I was young and in love with a beautiful girl.
She taught me how to see the beauty of life, and I taught her how to hold a petty grudge.
She was very interested in whales, for some reason.
In retrospect, it was probably more of an unhealthy obsession.
But to win her heart, I created the Whale Translator-inator! I rented the best oceanographic vessel that I could afford, and we headed out.
But when I turned the Translator-inator on What a loser that guy up there is! She should dump that pink chimp and go out with a real mammal like me.
She left me for that trash-talking 35-ton pile of blubber.
And broke my fragile, 10-ounce utterly-too-human heart.
Unfortunately, my Translator-inator only worked in one direction.
So I was not able to tell the whales what I thought of them.
Until today.
Watch this.
See, I taught myself whale song.
I just told him he's fat, and he has barnacle breath.
Come on.
Come on, who's diabolical? Okay, first things first.
Dismantle that thingamajig of– Of weirdness.
Sometimes, I swear, I'm the only normal one in this family.
Like I said.
Weirdness.
Now, let's get serious.
See what I'm wearing here? Serious.
This egg's not gonna hatch itself.
We need to build a nursery.
We have this cool blueprint for an incubator! Too antiseptic.
Think warm and loving, not cold and clinical! Hugs and kisses, not hard and mechanical! (Song: Technology vs.

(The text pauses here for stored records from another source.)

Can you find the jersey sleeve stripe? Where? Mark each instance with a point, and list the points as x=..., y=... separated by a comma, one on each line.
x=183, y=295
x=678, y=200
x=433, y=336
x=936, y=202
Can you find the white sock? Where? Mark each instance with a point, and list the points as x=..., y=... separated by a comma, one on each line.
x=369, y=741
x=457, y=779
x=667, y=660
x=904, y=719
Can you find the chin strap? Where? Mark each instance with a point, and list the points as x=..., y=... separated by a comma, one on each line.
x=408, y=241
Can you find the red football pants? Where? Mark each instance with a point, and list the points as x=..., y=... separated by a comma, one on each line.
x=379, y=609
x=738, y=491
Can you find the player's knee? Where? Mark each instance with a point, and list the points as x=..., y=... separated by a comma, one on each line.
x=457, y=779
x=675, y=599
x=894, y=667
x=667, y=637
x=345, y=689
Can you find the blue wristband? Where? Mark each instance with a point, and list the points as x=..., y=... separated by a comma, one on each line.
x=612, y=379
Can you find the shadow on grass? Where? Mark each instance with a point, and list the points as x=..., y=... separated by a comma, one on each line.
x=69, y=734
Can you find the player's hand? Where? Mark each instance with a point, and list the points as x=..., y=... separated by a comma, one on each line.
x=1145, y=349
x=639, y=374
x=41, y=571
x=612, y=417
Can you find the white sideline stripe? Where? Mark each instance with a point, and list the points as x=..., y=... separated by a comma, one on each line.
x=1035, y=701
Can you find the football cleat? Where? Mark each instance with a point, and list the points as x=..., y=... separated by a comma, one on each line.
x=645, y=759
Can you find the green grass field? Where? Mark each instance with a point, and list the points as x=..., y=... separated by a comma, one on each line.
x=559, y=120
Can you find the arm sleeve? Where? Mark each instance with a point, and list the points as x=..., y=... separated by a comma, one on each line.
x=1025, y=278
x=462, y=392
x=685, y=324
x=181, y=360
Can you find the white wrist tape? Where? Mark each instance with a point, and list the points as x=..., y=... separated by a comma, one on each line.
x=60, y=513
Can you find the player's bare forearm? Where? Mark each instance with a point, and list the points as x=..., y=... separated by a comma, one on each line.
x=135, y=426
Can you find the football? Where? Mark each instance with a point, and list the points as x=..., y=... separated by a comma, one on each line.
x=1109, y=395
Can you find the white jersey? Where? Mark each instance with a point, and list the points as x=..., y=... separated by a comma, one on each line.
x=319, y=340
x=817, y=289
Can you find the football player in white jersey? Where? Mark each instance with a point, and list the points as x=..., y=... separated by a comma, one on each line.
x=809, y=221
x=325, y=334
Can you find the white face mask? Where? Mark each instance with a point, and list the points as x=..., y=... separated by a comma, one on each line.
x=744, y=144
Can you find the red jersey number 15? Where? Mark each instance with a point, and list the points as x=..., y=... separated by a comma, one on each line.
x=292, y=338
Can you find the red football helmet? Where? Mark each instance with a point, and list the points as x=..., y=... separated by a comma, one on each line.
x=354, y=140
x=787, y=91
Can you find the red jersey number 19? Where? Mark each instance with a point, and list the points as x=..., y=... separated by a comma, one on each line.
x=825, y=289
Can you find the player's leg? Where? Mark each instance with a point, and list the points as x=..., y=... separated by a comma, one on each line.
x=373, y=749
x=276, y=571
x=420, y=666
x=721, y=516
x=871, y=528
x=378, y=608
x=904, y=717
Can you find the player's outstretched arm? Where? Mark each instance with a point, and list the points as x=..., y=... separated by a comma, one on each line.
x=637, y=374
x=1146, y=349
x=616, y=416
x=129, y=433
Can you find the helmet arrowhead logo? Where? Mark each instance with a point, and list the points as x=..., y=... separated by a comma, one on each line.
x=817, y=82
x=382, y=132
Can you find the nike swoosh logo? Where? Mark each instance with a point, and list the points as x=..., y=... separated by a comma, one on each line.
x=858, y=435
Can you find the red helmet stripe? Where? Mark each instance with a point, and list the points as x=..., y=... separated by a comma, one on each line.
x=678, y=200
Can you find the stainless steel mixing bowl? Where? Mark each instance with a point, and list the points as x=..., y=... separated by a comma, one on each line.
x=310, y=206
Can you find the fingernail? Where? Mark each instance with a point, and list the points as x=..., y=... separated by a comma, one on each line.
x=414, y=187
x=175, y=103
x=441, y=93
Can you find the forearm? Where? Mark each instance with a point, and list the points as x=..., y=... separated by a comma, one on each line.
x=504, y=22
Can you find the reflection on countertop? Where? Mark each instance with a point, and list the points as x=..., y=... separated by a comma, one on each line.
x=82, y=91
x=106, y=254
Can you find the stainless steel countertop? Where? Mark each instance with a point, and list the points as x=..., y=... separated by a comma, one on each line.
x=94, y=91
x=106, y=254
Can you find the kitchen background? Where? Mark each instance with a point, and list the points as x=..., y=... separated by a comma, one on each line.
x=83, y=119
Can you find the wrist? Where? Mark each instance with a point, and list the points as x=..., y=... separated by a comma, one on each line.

Nature) Motherhood's for life It's not something in which you dabble For machine's not built to last Their love is only techno-babble Mother knows what's necessary 'Cause she always pays attention That's why they say necessity's the mother of invention Now I got you on the run Technology, zero Mother Nature, one! When a child cries out in the night It's rarely for the washing machine Science can't improve upon a mother's heart But given time, it could trick out a spleen! So if you think that you could build a better mother, let it go 'Cause nature already nailed it 60 million years ago You see, before we'd even begun Game over! Technology lost, Mother Nature won! Game over! Technology lost, Mother Nature won! So how does it feel to have your Platy-posterior handed to you on a plate, son? I just– I just told him his macaroni and cheese recipe is too cheesy and not macaroni-y enough! Wait, wait, Perry the Platypus.
Where are you– Where are you going? Wait! Wait! My evil plan isn't evil enough for you to foil? Is that it? Really? I've just insulted the macaroni and cheese recipe of a whale! What part of that is not evil? Perry the Platypus, you get back here and thwart me this instant! There.
That just about does it.
Candace! I'll say when it just about does it.
Mmm-hmm.
Hmm.
Hmm.
And how's my wugga wuggums? So cute! Hmm.

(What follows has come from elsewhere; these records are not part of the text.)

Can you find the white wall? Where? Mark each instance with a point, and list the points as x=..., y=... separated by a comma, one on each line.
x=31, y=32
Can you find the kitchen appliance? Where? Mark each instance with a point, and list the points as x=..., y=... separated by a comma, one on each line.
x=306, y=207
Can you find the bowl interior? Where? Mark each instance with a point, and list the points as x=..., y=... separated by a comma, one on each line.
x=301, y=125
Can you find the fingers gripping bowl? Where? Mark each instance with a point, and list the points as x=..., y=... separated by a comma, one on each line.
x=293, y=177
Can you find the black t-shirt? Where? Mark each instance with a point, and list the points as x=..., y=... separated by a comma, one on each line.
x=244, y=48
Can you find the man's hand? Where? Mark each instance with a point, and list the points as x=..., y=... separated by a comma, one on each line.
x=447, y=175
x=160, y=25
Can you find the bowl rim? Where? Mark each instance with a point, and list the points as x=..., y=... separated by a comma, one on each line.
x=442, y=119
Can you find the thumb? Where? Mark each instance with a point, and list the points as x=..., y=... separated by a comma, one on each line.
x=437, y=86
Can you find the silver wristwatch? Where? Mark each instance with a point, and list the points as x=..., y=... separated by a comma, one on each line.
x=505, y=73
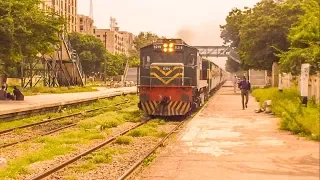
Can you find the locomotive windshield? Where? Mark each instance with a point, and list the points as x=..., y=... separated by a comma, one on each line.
x=168, y=57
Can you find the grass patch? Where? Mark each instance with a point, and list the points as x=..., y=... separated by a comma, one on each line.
x=100, y=103
x=149, y=129
x=54, y=90
x=124, y=140
x=296, y=118
x=149, y=160
x=91, y=161
x=84, y=133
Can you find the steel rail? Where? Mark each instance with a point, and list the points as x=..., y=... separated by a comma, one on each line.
x=44, y=134
x=72, y=160
x=27, y=113
x=55, y=130
x=54, y=119
x=137, y=164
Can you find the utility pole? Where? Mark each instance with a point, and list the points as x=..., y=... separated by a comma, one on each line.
x=105, y=59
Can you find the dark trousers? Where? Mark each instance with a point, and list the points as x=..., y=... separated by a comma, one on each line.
x=244, y=93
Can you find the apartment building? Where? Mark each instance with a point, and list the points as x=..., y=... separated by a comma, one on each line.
x=85, y=24
x=65, y=8
x=115, y=41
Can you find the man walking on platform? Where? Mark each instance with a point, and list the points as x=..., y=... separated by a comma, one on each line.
x=235, y=81
x=245, y=87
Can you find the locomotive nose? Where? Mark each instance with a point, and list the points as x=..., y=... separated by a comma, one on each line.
x=165, y=99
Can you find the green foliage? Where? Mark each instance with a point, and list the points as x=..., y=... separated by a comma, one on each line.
x=305, y=40
x=230, y=32
x=294, y=117
x=91, y=50
x=124, y=140
x=26, y=31
x=149, y=129
x=67, y=141
x=142, y=40
x=115, y=64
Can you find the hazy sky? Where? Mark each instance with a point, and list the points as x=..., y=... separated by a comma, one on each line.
x=198, y=19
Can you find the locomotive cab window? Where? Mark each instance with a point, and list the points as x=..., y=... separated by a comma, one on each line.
x=146, y=62
x=191, y=60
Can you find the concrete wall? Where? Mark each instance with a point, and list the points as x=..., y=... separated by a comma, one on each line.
x=314, y=84
x=258, y=78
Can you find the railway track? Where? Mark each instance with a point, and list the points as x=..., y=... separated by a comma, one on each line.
x=48, y=121
x=108, y=142
x=53, y=108
x=137, y=164
x=79, y=156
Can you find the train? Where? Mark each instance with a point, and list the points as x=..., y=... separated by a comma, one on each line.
x=173, y=79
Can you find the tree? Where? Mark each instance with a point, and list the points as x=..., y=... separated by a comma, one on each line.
x=230, y=32
x=142, y=40
x=26, y=31
x=232, y=66
x=115, y=64
x=264, y=33
x=258, y=33
x=91, y=50
x=304, y=40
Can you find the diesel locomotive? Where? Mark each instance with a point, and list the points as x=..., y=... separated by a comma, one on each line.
x=173, y=78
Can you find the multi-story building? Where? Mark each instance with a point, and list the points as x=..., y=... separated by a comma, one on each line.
x=127, y=41
x=85, y=24
x=65, y=8
x=116, y=42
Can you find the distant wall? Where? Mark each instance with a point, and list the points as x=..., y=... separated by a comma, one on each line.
x=314, y=84
x=258, y=78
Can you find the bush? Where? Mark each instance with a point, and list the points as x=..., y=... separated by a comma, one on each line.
x=124, y=140
x=294, y=117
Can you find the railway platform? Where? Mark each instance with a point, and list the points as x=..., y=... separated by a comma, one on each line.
x=51, y=100
x=227, y=143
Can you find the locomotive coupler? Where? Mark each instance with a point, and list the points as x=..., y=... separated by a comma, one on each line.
x=165, y=100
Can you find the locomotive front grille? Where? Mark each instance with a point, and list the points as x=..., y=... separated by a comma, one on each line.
x=167, y=74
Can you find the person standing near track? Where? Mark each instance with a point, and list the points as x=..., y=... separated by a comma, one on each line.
x=235, y=81
x=245, y=88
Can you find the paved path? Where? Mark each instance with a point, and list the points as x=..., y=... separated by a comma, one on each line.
x=224, y=142
x=46, y=100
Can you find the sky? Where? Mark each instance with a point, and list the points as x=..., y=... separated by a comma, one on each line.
x=195, y=21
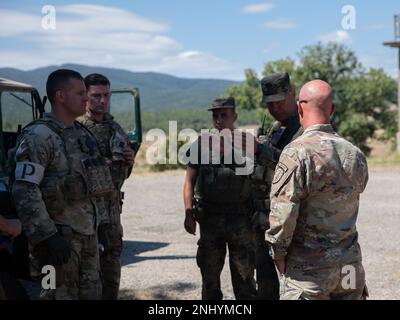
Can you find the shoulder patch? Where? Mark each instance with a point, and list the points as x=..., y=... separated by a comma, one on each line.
x=283, y=170
x=29, y=171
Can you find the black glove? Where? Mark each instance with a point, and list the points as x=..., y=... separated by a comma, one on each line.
x=59, y=249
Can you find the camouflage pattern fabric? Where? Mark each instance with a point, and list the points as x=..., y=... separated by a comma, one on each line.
x=314, y=206
x=266, y=161
x=218, y=230
x=61, y=194
x=323, y=284
x=79, y=278
x=112, y=140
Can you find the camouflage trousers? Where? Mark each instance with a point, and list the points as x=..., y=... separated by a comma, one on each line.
x=79, y=278
x=339, y=282
x=110, y=235
x=267, y=277
x=217, y=231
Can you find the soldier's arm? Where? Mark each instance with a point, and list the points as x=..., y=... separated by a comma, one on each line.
x=188, y=187
x=266, y=153
x=188, y=191
x=33, y=155
x=287, y=191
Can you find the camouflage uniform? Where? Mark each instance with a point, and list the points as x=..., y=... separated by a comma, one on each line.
x=223, y=213
x=223, y=210
x=314, y=207
x=112, y=140
x=59, y=174
x=267, y=158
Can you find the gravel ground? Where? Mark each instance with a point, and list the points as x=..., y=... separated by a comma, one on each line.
x=159, y=256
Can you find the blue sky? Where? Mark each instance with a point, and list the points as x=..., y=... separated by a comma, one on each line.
x=205, y=39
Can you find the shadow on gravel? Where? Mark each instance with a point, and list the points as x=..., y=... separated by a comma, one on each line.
x=166, y=292
x=131, y=250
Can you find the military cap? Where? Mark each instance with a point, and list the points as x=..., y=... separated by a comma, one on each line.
x=275, y=87
x=223, y=103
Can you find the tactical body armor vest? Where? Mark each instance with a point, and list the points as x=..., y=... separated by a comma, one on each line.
x=219, y=188
x=88, y=175
x=263, y=174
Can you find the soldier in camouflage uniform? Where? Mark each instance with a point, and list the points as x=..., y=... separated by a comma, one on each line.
x=223, y=209
x=59, y=175
x=279, y=98
x=113, y=143
x=314, y=206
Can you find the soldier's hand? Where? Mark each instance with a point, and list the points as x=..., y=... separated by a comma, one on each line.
x=280, y=265
x=13, y=228
x=129, y=156
x=243, y=142
x=59, y=249
x=190, y=222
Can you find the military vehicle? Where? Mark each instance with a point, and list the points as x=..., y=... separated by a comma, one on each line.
x=21, y=103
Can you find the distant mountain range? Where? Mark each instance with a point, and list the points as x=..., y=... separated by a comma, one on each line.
x=159, y=92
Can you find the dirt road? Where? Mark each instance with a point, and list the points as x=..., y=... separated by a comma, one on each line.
x=159, y=256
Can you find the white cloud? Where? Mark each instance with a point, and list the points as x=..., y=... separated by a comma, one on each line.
x=257, y=8
x=271, y=47
x=280, y=24
x=339, y=36
x=104, y=36
x=377, y=26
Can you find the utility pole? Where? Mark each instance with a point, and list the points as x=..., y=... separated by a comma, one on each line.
x=396, y=44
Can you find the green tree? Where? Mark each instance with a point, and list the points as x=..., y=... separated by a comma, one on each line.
x=363, y=98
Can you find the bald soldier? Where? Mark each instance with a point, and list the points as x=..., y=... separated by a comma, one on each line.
x=314, y=205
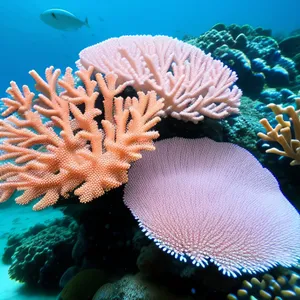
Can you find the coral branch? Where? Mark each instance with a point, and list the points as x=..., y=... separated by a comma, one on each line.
x=282, y=132
x=71, y=151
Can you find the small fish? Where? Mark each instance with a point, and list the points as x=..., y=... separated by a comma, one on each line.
x=62, y=19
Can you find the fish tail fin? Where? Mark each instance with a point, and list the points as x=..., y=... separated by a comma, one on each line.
x=86, y=23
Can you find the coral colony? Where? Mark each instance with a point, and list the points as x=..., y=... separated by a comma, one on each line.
x=223, y=206
x=52, y=146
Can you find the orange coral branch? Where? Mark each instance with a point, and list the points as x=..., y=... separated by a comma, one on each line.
x=282, y=134
x=82, y=156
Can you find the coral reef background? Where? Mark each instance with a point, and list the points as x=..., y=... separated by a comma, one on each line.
x=96, y=251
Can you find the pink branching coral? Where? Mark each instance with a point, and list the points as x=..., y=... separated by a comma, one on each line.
x=213, y=202
x=193, y=84
x=71, y=152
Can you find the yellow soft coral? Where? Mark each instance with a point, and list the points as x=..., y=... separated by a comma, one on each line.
x=82, y=156
x=282, y=133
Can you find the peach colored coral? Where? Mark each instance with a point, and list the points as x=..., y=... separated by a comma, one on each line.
x=192, y=83
x=71, y=152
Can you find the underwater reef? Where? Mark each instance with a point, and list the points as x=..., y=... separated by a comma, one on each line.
x=174, y=162
x=257, y=57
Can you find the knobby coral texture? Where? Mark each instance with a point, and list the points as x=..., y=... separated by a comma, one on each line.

Not bad for a couple of boys.
You're pretty good at this, Candace.
You bet I am.
This is what real mothering looks like! Stymie me! Foil me! Hey-hey, what about the fact that I held a petty grudge against an inferior mammal all these years, huh? Thwart me, Perry the Platypus.
Aw, come on! I hope it's a girl! Come to Mommy, snooka wookums! Huh? It was just a bird? That's not just any bird.

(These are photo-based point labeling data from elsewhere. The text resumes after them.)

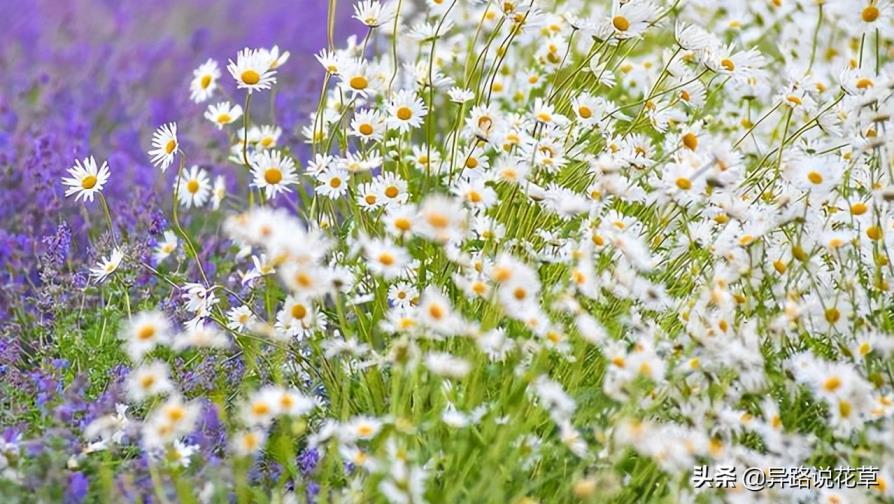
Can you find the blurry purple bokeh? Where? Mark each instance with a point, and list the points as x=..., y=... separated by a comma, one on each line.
x=95, y=77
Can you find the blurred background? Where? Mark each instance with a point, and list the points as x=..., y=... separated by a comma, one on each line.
x=96, y=77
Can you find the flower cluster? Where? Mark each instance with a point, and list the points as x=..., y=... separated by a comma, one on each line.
x=521, y=250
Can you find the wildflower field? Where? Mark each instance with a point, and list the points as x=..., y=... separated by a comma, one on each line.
x=407, y=251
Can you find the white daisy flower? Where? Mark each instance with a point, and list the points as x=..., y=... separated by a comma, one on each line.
x=86, y=179
x=373, y=14
x=273, y=172
x=333, y=183
x=166, y=247
x=144, y=332
x=223, y=113
x=252, y=70
x=406, y=111
x=204, y=81
x=107, y=266
x=164, y=146
x=193, y=188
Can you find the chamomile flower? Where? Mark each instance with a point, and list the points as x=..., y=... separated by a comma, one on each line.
x=333, y=183
x=627, y=19
x=368, y=125
x=204, y=81
x=149, y=380
x=385, y=259
x=218, y=192
x=373, y=13
x=85, y=179
x=193, y=188
x=223, y=113
x=460, y=95
x=144, y=332
x=274, y=57
x=165, y=247
x=253, y=70
x=273, y=172
x=264, y=137
x=164, y=146
x=240, y=318
x=406, y=111
x=107, y=266
x=248, y=442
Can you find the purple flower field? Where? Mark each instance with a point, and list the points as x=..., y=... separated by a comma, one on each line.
x=411, y=251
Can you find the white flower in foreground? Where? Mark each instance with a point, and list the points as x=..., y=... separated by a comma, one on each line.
x=149, y=380
x=169, y=422
x=201, y=336
x=406, y=111
x=194, y=187
x=253, y=70
x=164, y=146
x=223, y=113
x=373, y=14
x=274, y=57
x=144, y=332
x=107, y=266
x=166, y=247
x=86, y=179
x=204, y=81
x=273, y=172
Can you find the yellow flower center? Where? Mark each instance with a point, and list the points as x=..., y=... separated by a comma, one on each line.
x=864, y=83
x=147, y=381
x=845, y=408
x=299, y=311
x=359, y=83
x=251, y=77
x=273, y=175
x=831, y=384
x=438, y=220
x=620, y=23
x=404, y=113
x=145, y=333
x=88, y=182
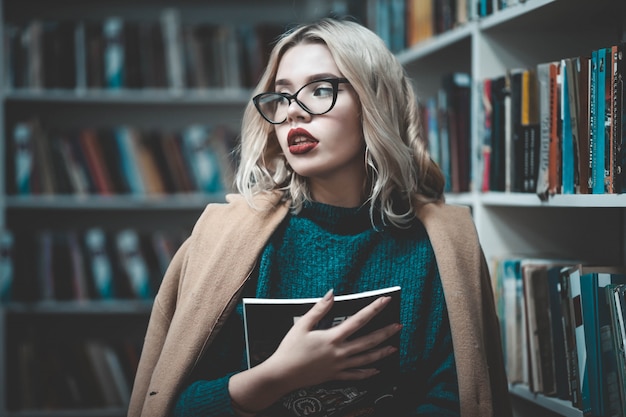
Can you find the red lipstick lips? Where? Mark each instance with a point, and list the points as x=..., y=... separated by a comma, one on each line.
x=300, y=141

That's a rare whale song-singing double-breasted angle hooper the natural enemy of the platypus in the wild.
Okay, okay.
I have something really evil.
Really, really.
It-It's– It's actually evil.
Just kidding.
Ow! Ow! Candace, I have your batteries.
Candace? What are you wearing? It's my mom suit.
All right.
I'll try not to take that as an insult.
What is the rest of this? Candace has us build this to show us what motherhood is like.
Okay Candace, you made them build all this? No! That's not fair! You know, Candace, you're gonna have to clean all this up.
Mom suit.
I swear.
I'm not even gonna ask.
How do you only manage to see this one? Why only mine? Wait! Come back! Oh, this is so unfair! Wait! Hey, Candace.
I was just stopping by to invite you Hmm.
Well, nice mom suit.
See? He gets it.
Heinz? Elizabeth? Best decision I ever made.